I think I'll take my anecdotal evidence over your link to a Wikipedia article stating inconclusive evidence.
For instance an year back for patient with chronic trigeminal neurological pain, we have given cyberknife treatment. Most advanced radiation thearphy for this kind of pains. Initially everything was ok and the pain bounced back in 3 months. We kept the patient continuously in pain killer for so many months, before they found a very old Ayurveda practitioner somewhere deep inside southern part of India. He assured them they can take the ayurvedic medicines along with our allopathic medicines and can discontinue all the allopathic and pain killers gradually.

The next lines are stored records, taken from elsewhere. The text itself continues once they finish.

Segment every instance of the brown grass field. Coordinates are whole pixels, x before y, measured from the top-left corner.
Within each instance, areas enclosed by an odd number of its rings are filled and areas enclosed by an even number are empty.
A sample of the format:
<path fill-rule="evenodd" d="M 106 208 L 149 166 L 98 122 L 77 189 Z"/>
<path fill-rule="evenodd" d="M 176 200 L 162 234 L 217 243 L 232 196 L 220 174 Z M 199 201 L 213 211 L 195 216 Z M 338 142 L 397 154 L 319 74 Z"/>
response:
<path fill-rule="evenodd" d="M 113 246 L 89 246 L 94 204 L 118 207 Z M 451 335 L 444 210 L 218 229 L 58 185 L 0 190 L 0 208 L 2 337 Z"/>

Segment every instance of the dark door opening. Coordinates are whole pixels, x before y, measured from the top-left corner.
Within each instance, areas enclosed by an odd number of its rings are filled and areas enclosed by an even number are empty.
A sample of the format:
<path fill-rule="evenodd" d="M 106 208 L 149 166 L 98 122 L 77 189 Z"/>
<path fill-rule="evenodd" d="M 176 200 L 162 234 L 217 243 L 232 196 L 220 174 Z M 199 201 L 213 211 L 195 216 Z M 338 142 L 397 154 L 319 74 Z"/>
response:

We have accepted to that as honestly, we left with no other option as this is an very rare case and we recorded the patient status on day to day basis. After 2 months of consumption, to our surprise, the patient has shown gradual improvements and discontinued the pain killers in the 3rd month. After an year, she discontinued ayurvedic too and living a normal life.
We still have the entire medical history of the patient, and using ayurvedic as a lost resort for trigeminal neurologia issues. But I agree, this is a rare case, and it has to be thoroughly experimented for general practice.
Also, there is no reason to use "scientific" as a qualifier for proof. There is either sufficient evidence to constitute proof, or not, but there is no distinction between "scientific" proof and other proof.